Wrinkled shutters may work for a while longer. How long depends on how bad the wrinkles are.
What happens is that the forces released when the curtains are accelerated and decelerated 'concentrate' in the wrinkles, and they will get worse.
You'll never know when the last time will be the shutter fires before crumpling up completely. And the concentrated stresses will create breaks in creases of the metal foil, even if the curtains don't crumple up completely.
These stresses alone could cause wrinkles in the curtain, i guess. But i bet all are due to not being careful enough.
Here's an example i once came across. It was being sold as 'in working order', 'nothing wrong with it' and all that.
Needless to say not something we should spend money on, shutters that look like that.
dr. John Emmet does (or did?) indeed offer to replace damaged (and undamaged) shutter curtains with 'plastic' ones. (See this PDF document) Worth a try perhaps. email@example.com
A focal plane shutter has two curtains, yes.
One that covers the film when the shutter is set to go, and will start to move from one spool on one side of the film gate to a spool on the other side, uncovering the film as it does.
The other, second curtain will follow the first curtain, but a little bit behind. That delay creates a 'slit' between the two curtains, where the first curtain has already uncovered the film, the second not yet has had chance to cover it again. Variations of the width of that slit, i.e. the gap/delay between the two curtains is what determines the time the film is exposed, i.e. shutter speed.

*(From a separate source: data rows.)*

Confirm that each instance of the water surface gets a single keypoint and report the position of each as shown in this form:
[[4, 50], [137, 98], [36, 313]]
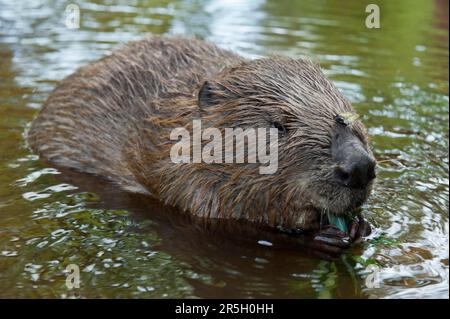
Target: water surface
[[128, 246]]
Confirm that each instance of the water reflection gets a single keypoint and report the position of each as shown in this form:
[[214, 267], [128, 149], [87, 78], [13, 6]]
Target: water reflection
[[397, 78]]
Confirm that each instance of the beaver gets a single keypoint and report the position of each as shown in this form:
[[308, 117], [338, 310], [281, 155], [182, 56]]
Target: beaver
[[113, 118]]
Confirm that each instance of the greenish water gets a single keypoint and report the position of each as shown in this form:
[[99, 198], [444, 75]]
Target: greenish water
[[126, 246]]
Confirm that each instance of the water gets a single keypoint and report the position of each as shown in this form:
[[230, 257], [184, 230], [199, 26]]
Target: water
[[129, 246]]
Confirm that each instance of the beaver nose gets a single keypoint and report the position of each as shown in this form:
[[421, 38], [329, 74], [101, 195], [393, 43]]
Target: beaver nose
[[357, 172]]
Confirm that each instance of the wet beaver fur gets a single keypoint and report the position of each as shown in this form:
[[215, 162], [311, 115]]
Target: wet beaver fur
[[113, 118]]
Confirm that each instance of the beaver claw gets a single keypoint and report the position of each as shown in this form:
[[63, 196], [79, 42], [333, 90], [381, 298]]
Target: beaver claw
[[330, 242], [359, 229]]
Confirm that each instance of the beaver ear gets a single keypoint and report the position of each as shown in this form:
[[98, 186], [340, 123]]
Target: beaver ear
[[206, 95]]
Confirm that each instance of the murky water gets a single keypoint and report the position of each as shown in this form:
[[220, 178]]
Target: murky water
[[128, 246]]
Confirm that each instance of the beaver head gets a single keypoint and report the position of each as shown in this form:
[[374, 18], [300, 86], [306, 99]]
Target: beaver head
[[325, 164]]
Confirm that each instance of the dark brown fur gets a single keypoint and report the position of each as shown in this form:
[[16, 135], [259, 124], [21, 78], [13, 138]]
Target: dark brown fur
[[113, 118]]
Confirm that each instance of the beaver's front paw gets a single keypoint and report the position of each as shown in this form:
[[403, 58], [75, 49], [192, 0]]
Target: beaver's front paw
[[330, 242], [358, 229]]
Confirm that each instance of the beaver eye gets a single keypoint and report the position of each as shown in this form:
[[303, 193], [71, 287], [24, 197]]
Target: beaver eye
[[341, 120], [281, 128]]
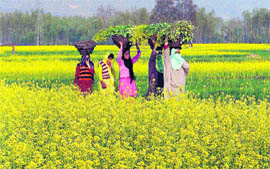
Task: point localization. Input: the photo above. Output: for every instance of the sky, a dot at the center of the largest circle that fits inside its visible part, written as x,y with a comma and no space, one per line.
223,8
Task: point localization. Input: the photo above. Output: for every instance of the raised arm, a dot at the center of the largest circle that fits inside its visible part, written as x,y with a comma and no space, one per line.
77,73
166,51
135,58
119,57
100,72
185,67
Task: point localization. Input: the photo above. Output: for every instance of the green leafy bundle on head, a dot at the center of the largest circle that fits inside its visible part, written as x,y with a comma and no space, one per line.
180,32
123,30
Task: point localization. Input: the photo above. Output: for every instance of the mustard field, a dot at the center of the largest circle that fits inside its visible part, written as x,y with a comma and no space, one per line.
221,122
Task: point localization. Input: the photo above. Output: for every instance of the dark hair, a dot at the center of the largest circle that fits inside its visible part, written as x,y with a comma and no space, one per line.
174,48
128,63
111,56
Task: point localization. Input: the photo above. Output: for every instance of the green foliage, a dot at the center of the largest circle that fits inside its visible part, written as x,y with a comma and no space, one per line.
183,29
142,33
103,35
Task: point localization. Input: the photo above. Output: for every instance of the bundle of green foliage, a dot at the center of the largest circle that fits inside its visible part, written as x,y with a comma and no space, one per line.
119,33
176,34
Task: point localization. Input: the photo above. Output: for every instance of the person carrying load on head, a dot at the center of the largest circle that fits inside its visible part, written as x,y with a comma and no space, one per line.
106,74
175,70
84,75
127,86
155,69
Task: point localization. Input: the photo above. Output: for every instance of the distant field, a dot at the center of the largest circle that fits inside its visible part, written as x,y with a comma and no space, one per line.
216,69
222,121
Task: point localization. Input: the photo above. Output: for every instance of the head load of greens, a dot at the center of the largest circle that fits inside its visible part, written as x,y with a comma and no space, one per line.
179,32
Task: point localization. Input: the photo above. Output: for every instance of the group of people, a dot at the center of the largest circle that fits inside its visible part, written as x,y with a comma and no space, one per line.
167,72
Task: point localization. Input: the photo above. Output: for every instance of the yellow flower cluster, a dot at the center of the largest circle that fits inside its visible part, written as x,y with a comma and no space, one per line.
59,128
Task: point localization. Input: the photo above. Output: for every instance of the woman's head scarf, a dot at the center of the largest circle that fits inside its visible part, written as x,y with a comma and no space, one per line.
176,60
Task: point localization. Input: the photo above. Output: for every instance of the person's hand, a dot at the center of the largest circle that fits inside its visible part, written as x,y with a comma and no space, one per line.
137,46
88,64
121,44
154,41
104,86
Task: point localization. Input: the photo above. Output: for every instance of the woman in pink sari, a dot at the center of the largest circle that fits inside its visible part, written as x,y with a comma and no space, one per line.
127,86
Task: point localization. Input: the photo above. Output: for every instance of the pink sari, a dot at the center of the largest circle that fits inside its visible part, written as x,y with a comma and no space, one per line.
126,87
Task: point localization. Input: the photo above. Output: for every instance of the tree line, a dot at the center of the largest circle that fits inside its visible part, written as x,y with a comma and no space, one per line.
40,28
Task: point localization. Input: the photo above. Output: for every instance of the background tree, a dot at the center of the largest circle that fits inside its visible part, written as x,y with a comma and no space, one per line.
164,11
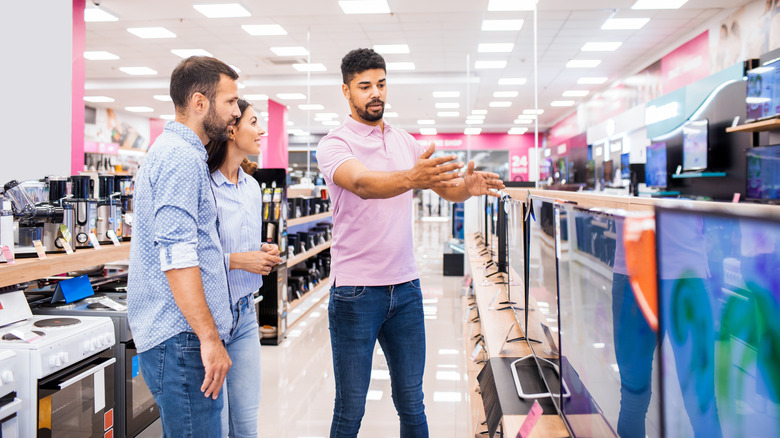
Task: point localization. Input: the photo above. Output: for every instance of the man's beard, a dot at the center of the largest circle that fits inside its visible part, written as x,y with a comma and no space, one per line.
368,116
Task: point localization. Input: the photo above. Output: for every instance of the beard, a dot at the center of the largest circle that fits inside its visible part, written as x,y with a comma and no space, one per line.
215,128
366,114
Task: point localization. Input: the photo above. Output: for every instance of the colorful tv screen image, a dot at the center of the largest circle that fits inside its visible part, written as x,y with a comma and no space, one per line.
763,173
719,301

When the shutter is cocked, the two curtains are wound back to the other side of the filmgate again, but now with the second curtain overlapping the first, so that the film will not be exposed again when you reset the shutter.
So the first curtain covers the film, and can be seen in photos taken of the back of the 2000-series Hasselblad, when the shutter is cocked. The second curtain covers the film, and can be seen in such photos when the shutter is released.
The last photo you show shows the second curtain (on the left) overlapping the first curtain (on the right). It is taken somewhere around midway resetting the shutter.
I would rank this shutter, with the "slight dent" as it is, as something i would not spend money on. It is way beyond "slight" in my book.
It will probably still work for a while. But absolutely not as long as you would hope it would.
It's getting hard to find 2000-series cameras for sale that have shutters that are still o.k. But unless this camera is meant to spend the rest of its life sitting on a shelf as part of a collection, my advice would be to look for another one anyway.
Or if it is cheap enough to have dr. Emmet install his shutter, perhaps worth a try.